On Tuesday, Ruby went to school and I went to the second 'transition' meeting for her. When she turns three, she will age out of Babies Can't Wait (the state service through which she receives some of her therapies). This transition moves her to a local public elementary school where she will receive preschool or therapies, or both. The meeting went VERY well. While nothing at all was decided in this meeting, the information I walked away with made me feel very hopeful about what is to come in the next few years for Ruby. The next step is an evaluation by a few therapists, followed by the IEP meeting. If you're a parent that's dealt with IEP's, you likely just cringed. I am hoping our first one goes well, and I am preparing as best I can to ensure Ruby receives what she needs in the next few years to set her up for 100% inclusion for Kindergarten.

Finally, today was spent at the clinic and hospital. Ruby had several pre-op appointments: cardiology for an echo cardiogram (her heart looks good), the Aflac clinic for a physical exam by her doctors and blood drawn (her ANC is 3750...higher than it's ever been since we've been testing it!!), pre-anesthesia on the surgery floor to check her out and to fill out all paperwork for her procedure tomorrow, and finally to the clinic to receive her final infusion through her central line (a medication she takes monthly to help protect her from infections).

In between all of that 'fun', we went to the Aflac Unit (where Ruby spent oh-so many days and nights in the last seven months) to deliver a basket of goodies to the nurses, techs, nurse practitioners, staff. We also had cards for about a dozen nurses that we really connected with during our time there; Ruby threw in a red stethoscope ID tag with her Team Ruby logo on it too.

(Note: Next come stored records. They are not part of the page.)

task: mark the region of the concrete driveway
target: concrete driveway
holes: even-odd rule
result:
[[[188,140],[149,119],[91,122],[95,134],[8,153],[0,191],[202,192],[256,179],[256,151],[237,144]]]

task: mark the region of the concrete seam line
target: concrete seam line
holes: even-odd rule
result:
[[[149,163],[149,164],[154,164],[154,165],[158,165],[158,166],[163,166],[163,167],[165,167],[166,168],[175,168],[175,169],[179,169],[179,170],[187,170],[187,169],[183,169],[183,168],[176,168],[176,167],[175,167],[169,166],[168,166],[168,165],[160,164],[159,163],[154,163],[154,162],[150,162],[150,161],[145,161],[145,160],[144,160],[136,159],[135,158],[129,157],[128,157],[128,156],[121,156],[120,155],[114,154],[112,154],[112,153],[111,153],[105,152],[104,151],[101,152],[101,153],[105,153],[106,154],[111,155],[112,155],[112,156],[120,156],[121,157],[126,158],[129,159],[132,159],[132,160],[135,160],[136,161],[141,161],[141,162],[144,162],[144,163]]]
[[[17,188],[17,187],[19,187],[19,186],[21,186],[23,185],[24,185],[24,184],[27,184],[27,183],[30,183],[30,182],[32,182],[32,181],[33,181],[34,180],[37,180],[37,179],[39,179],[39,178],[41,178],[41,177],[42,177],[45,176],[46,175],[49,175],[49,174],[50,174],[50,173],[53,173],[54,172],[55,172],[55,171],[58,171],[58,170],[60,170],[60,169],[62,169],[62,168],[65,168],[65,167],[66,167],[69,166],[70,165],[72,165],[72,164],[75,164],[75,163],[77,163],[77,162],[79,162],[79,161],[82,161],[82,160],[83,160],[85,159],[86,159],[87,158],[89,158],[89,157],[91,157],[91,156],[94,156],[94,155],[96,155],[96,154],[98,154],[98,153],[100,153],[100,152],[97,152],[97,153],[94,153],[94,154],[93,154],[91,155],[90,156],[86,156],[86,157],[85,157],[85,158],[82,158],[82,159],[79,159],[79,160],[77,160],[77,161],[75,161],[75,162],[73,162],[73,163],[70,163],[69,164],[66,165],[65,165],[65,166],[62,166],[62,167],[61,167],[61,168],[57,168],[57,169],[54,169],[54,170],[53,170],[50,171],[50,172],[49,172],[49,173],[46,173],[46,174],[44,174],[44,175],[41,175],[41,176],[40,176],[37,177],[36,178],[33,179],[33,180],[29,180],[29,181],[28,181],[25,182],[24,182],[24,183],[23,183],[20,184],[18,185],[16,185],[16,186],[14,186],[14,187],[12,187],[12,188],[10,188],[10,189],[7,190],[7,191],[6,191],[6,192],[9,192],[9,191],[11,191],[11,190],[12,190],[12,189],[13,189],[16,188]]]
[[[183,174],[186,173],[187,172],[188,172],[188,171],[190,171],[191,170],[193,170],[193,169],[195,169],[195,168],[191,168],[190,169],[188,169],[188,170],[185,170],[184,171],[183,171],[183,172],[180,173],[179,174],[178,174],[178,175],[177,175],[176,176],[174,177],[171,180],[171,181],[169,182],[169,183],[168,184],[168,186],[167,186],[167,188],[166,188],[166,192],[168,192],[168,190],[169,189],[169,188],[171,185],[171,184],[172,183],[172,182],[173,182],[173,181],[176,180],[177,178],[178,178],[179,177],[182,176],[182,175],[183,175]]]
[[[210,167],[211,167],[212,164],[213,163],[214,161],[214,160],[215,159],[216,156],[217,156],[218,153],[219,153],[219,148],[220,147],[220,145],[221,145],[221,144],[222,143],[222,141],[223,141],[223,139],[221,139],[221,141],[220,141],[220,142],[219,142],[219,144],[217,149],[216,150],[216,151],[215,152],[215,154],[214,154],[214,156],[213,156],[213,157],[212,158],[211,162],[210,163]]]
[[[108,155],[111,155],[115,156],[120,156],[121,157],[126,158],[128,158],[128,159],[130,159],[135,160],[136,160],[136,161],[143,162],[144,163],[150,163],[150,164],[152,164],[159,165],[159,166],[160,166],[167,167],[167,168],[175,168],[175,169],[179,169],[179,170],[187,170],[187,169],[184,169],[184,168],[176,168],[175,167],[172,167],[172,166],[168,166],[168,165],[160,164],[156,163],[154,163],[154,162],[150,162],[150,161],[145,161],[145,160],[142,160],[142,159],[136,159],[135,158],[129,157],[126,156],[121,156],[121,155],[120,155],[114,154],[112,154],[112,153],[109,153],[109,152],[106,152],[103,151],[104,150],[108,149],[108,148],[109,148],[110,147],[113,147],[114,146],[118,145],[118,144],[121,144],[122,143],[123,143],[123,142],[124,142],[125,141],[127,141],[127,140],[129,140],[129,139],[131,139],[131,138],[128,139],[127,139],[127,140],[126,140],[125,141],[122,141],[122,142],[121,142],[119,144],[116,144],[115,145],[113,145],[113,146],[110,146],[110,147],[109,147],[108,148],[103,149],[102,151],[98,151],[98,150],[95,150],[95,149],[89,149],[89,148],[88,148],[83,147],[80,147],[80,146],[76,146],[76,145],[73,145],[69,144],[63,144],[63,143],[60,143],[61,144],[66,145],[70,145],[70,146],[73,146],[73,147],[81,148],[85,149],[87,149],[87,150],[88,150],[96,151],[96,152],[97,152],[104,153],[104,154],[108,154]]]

Tomorrow is surgery day: Ruby will get her central line taken out! From here on out, she will only have to visit the clinic once/month to have blood drawn to check numbers. During this time she will take medication a few times a week to ward off infections while her bone marrow works out all of the kinks that come along with returning to 'normal' after chemotherapy. Eventually those visits will spread out and she'll only get checked once/year. We are super excited for the surgery to be completed, super excited to take a bath (she hasn't had one since August), super excited to become a survivor of childhood cancer.